Hi, my name is Audrey, and I’m addicted to cereal. Not just any cereal, mind you, but the tooth-achingly sweet variety advertised by manic-depressive tropical birds during Saturday morning cartoons — the kind that gives you just enough energy to make it to second period before a massive blood sugar crash leaves you shaking and sweating like a 12-year-old junkie.

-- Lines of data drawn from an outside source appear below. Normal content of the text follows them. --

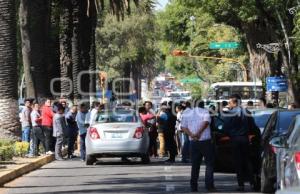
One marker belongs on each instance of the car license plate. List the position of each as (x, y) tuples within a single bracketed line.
[(116, 135)]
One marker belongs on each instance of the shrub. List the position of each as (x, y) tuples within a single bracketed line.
[(6, 152), (21, 148)]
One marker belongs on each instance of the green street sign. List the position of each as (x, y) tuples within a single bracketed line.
[(191, 80), (224, 45)]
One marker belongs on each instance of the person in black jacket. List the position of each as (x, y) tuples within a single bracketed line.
[(236, 126), (169, 134)]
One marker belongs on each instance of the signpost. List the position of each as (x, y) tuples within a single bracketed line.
[(277, 84), (191, 80), (224, 45)]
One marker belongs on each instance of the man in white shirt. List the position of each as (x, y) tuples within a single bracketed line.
[(196, 124)]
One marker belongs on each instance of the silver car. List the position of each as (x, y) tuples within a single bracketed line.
[(117, 133), (293, 190), (288, 157)]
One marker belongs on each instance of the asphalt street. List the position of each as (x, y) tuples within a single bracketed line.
[(113, 176)]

Like most addictions, mine is rooted in childhood trauma. My mother believed that breakfast was the most important meal of the day and should therefore be the least enjoyable. On cold winter mornings back in the early aughts, she’d make me choke down a bowl of Red River before sending me off to school. (For those of you not in the know, Red River is birdseed disguised as oatmeal. It looks and tastes like something that would be endorsed by a late 1800s fire-and-brimstone preacher for preventing impure thoughts. It is soul-crushing.)

As soon as humanly possible, I got away from those dirty hippies and went off to college. I found in the campus dining hall a spiritual home, one which, unlike my actual home, had 10 different varieties of cereal on tap at every meal. I spent my first semester at the University of Iowa face down in a bowl of two percent. Those were dark days. For the last five years, I’ve abstained for the sake of my pancreas. But when I heard about Melk, the new cereal bar on Washington Street in Iowa City, I knew I was ready to throw it all away in the name of journalism.

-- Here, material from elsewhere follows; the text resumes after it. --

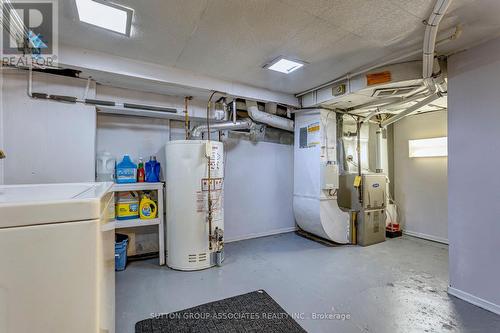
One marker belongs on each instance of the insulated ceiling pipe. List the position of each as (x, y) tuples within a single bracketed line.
[(431, 30), (227, 126), (412, 109), (456, 34), (266, 118)]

“Cereal bars” are the sort of food trend that can’t come to Iowa City fast enough, because they justify our collective decision not to move to New York when we had the chance. Who needs the big city when you can walk down Clinton Street and find both froyo and gourmet cupcakes? Melk, in particular, is purposefully urbane, with its minimalist menu, industrial décor and waiters wearing impractically small beanies. On the website, its proprietor instructs patrons to “come thru.” There doesn’t appear to be a cut-off age limit. Maybe touch up your roots first, just in case.

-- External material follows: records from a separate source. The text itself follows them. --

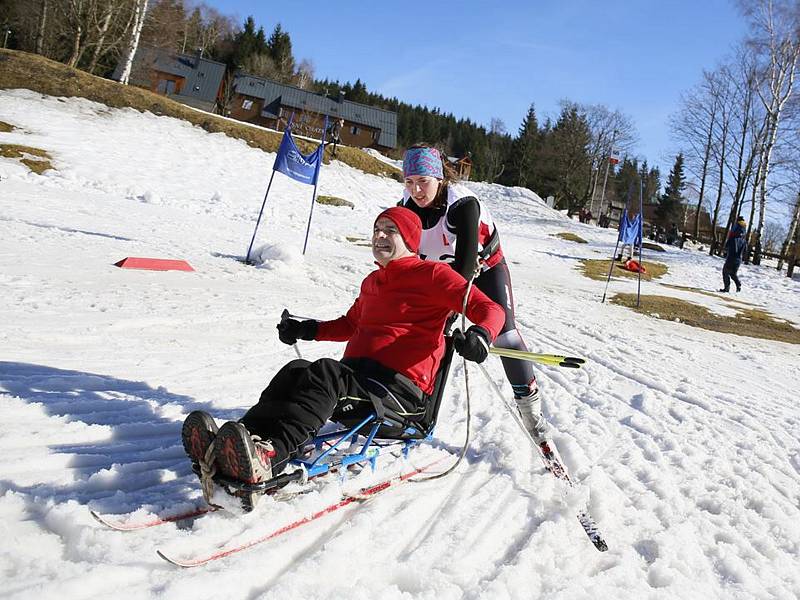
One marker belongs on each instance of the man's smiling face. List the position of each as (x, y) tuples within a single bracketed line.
[(387, 243)]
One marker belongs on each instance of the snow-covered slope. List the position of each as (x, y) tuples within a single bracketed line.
[(687, 439)]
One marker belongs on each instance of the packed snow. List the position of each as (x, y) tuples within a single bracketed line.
[(686, 442)]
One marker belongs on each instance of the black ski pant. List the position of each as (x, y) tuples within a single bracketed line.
[(496, 283), (729, 270), (304, 395)]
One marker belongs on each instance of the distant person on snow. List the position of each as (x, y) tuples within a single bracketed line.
[(458, 230), (735, 247), (395, 343)]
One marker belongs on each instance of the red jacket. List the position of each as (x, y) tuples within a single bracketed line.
[(398, 318)]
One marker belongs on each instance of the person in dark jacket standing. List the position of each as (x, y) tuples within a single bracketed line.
[(394, 334), (458, 230), (735, 247)]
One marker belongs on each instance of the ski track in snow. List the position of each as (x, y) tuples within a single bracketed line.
[(685, 441)]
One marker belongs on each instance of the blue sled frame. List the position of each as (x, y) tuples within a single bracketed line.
[(321, 460)]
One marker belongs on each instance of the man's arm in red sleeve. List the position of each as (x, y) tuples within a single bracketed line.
[(481, 310)]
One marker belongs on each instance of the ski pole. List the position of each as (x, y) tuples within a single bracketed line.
[(572, 362), (286, 315)]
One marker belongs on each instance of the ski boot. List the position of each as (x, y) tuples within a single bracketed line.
[(244, 458), (198, 434)]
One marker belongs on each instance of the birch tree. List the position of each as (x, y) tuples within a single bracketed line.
[(139, 12), (774, 27)]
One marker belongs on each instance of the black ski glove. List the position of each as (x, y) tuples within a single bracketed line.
[(474, 345), (291, 330)]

Melk’s plentiful cereal wall. — Emma McClatchey/Little Village

While Melk does offer a variety of other breakfast and lunch options, its centerpiece is the enormous wall of cereal boxes behind the bar. They have everything from granny standbys like Honey Bunches of Oats to cereals so sugary it’s hard to believe they actually exist, like Sour Patch Kids. Those were tempting, but ultimately, I knew there was nothing to do but get back to my roots. You see, I grew up in Cedar Rapids, known to one and all as the City of Five Smells. Most of those smells emit from the Quaker Oats plant downtown, and while no one likes the stale, yeasty aroma of grain processing that hits you like a ton of bricks when you step outside in the morning, the plant has given us one gift: Crunch Berry day. The smell of artificial fruit flavors hangs so heavy in the air, you can practically see it. It’s the best part of growing up in Cedar Rapids.

So, I ordered a bowl of Crunch Berries. The first bite was bliss. It was like going home for Christmas and using the body spray you wore in middle school: terrifyingly sweet and reminiscent of beautiful, cringey memories. Immediately, I made plans to move into Melk, pitch a tent in the kitchen and eat nothing but breakfast cereal for the rest of my life.

The second bite instantly gave me a headache.

Like your first real hangover and bringing earplugs to a concert, getting too old for cereal is one of those aging milestones that happens a lot sooner than you’d think.